Но тут одна легко порхавшая фигурка вдруг застыла, застигнутая этим зовом, завертела головой, словно только сейчас проснулась, и, заметив махавшего ей мужчину, ринулась к нему, как бабочка на цветок. Упала в подставленные руки, замерла, рассматривая освещенное лунным сиянием лицо, будто бы не веря самой себе, затем залилась звонким, счастливым смехом и, схватив возлюбленного за руку, увлекла в напоенную блеском и ароматами высоту. И он взлетел так легко, словно стал волшебным мотыльком, а его невзрачная одежда вдруг изменилась, превращаясь в такую же призрачно-нарядную и сверкающую, как развевающееся платье дриады.

А в следующий миг заметила своего друга еще одна танцующая в воздухе прелестница, потом еще и еще… И через несколько минут все бывшие типары прекрасными принцами летели в нечеловечески изящном, завораживающем танце, все удаляясь и удаляясь от одиноко стоявшего на склоне домика.

– Вот теперь мне понятно… – тихо всхлипнула прислонившаяся к плечу напарника тень, и он одной рукой обнял ее за плечи, крепче прижимая к себе, а другой осторожно отер влажные дорожки, блестевшие в свете луны на щеках девушки. – Понятно, почему они готовы на любые трудности.

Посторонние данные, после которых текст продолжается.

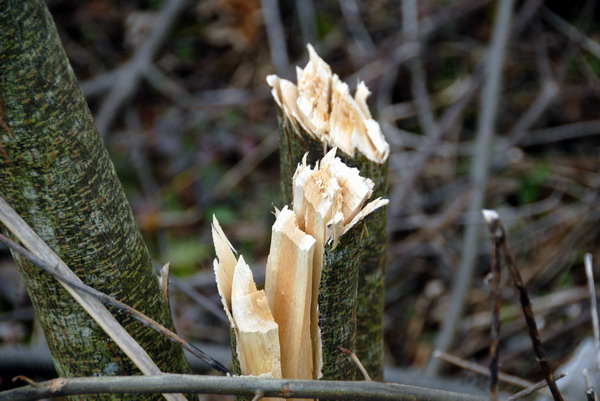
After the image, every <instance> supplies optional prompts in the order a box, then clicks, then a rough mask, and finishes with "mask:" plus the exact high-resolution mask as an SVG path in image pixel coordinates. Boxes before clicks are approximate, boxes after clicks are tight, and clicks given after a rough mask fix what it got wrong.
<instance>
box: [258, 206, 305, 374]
mask: <svg viewBox="0 0 600 401" xmlns="http://www.w3.org/2000/svg"><path fill="white" fill-rule="evenodd" d="M314 251H315V239H314V238H313V237H311V236H310V235H308V234H306V233H304V232H303V231H302V230H300V228H299V227H298V225H297V222H296V215H295V213H294V212H293V211H291V210H290V209H288V208H287V207H284V208H283V209H282V210H281V211H280V212H279V215H278V216H277V220H276V221H275V224H274V225H273V230H272V236H271V250H270V253H269V258H268V261H267V274H266V277H265V292H266V294H267V299H268V300H269V306H270V307H271V311H273V316H274V318H275V321H276V322H277V324H278V325H279V341H280V344H281V357H282V360H281V370H282V374H283V377H285V378H294V379H309V380H310V379H313V378H314V372H313V362H312V341H311V333H310V305H311V296H312V282H311V280H312V270H313V256H314Z"/></svg>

– Мне тоже, – нежно коснувшись губами солоноватой кожи, согласился Хатгерн и огорченно вздохнул. – Непонятно другое – как дриады могут быть с ними такими бессердечными? Ведь, как я понял, у них есть общие дети. Ну разве станут они уважать отцов, видя такое унижение?

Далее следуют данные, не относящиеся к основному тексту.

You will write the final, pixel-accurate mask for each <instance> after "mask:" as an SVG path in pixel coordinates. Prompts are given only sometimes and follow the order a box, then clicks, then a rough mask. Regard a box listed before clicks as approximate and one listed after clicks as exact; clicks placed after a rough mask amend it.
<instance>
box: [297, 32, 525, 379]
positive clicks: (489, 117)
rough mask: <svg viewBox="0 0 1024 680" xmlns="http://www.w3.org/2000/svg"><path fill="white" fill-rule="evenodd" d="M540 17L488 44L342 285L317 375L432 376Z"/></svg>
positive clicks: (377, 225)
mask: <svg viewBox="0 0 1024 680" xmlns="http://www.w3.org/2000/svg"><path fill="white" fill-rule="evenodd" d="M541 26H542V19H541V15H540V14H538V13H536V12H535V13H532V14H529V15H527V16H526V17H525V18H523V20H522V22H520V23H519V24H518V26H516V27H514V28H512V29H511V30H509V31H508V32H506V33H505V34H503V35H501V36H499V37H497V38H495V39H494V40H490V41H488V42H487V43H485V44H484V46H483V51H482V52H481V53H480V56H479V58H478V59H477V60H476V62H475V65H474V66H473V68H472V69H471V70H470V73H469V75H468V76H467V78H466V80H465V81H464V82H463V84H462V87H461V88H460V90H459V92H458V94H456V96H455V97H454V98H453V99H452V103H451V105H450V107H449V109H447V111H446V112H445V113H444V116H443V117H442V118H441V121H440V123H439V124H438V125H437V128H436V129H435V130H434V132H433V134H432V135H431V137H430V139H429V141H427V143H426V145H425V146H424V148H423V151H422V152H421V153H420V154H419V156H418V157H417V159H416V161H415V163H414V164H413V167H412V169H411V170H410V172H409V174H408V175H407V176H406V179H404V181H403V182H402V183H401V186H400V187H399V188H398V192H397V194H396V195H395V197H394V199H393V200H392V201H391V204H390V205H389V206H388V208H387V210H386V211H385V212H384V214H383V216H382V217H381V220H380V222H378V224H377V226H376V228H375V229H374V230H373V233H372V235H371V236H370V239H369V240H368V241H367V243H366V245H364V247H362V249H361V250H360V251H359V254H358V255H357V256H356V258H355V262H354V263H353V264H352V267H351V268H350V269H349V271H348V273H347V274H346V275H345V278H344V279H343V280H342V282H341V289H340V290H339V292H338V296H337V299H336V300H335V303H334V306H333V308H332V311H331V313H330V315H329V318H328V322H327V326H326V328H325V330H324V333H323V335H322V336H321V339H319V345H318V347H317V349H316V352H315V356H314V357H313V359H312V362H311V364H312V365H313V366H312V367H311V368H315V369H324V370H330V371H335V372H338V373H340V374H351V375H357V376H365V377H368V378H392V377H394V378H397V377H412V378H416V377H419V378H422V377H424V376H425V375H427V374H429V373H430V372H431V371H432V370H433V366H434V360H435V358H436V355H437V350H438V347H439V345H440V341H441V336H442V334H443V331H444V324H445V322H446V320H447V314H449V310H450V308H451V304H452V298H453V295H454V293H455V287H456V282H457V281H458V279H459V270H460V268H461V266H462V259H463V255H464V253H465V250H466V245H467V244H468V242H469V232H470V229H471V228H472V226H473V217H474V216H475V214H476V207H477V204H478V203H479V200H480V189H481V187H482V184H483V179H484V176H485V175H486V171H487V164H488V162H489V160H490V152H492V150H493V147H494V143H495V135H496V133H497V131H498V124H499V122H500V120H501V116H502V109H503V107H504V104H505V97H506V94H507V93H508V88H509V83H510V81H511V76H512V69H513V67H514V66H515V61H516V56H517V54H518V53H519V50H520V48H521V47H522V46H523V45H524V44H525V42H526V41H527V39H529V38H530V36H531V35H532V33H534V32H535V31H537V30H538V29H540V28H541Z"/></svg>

– А вам не приходит в голову, что они не считают это унижением, так как другого обращения к мужчинам никогда не видели? – Холодная насмешка, прозвеневшая в голосе, раздавшемся со стороны запертых створок, заставила напарников резко обернуться к окну и схватиться за рукояти оружия.

– Кто это? – ошеломленно выдохнул Харн в следующий момент, начиная понимать, что в этой ситуации окажется бессильным не только верный кинжал, но и ритуальный.

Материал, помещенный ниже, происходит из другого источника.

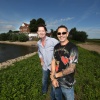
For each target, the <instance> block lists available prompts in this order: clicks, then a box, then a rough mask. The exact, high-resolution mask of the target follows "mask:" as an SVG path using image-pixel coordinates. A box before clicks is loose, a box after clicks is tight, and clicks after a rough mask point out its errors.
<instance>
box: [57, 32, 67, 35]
mask: <svg viewBox="0 0 100 100" xmlns="http://www.w3.org/2000/svg"><path fill="white" fill-rule="evenodd" d="M66 33H67V32H62V33H61V32H58V33H57V35H61V34H62V35H65V34H66Z"/></svg>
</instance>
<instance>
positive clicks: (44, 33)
mask: <svg viewBox="0 0 100 100" xmlns="http://www.w3.org/2000/svg"><path fill="white" fill-rule="evenodd" d="M37 33H38V36H39V38H44V37H45V36H46V31H45V29H44V27H38V31H37Z"/></svg>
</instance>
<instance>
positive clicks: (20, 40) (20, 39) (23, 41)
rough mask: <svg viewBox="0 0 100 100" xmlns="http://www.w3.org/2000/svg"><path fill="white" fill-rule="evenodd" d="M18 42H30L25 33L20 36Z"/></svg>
mask: <svg viewBox="0 0 100 100" xmlns="http://www.w3.org/2000/svg"><path fill="white" fill-rule="evenodd" d="M18 41H20V42H26V41H28V36H27V35H25V34H24V33H21V34H19V35H18Z"/></svg>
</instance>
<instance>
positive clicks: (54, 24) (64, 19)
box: [47, 17, 74, 30]
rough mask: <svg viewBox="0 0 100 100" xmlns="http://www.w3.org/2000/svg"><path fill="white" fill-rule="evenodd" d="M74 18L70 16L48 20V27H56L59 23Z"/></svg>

Да и какой вред может причинить металл выползшему из бокала квасу, вздувшемуся прозрачным пузырем, в котором, как в зеркале, плавает изображение странного, явно нечеловечьего лица?

– Ваш народ называет нашу расу моряны, или русалы, – так же холодно сообщило отражение, – а вы двое собираетесь отправиться к нам, чтобы доказать свое право на встречу с феей.

– Нас уже не двое, – сухо просветил герцог нахальное существо из пузыря, – в отряде сейчас одиннадцать представителей разных рас. И ни одного из них я не брошу.

– В таком случае вы отправитесь в путь прямо сейчас, – с прежней холодной бесстрастностью заявил пузырь и лопнул, обдав напарников душистыми брызгами.

– Как понимать его последнее заявление, – настороженно оглянулась по сторонам тень, – ведь он не шутил?

– Морянам несвойственно шутить, – шепотом сообщил выбравшийся из-под кровати серый клубок и полез к герцогу за отворот куртки. – Пойду-ка в туесок, что-то устал…

А в следующий момент домик вдруг качнуло, поблекшие деревья за окном дернулись сначала вниз, затем вверх и вдруг поплыли в сторону холмов.

– Вы не знаете, что произошло? – резко распахнув дверь, выкрикнул Ганти, и герцог не сумел удержаться от невеселой усмешки, мастер-тень правильно сообразил, куда нужно бежать за ответом.

– Похоже, мы отправились в гости к морянам, – поспешила объяснить тень, заметив за спиной наставника эльфов и девушек, – теперь типаров у нас точно не будет.

– Не о них нам сейчас нужно думать, – нахмурился Ганти, взглянув на потемневшее окно, за которым все быстрее двигались деревья, – а о том, как уйти с острова невредимыми. Теперь можно сказать – моряны пока против возвращения фей в этот мир. Из-за некоторых расовых особенностей они и гольды меньше всех страдают от отсутствия чаровниц. И утверждают, будто море стало намного чище, после того как изгнанных отсюда людей закрыли на восточном побережье.

– Идем в столовую, поговорим, – встал с места Хатгерн. – Я хочу наконец услышать – почему ушли феи и зачем их нужно возвращать?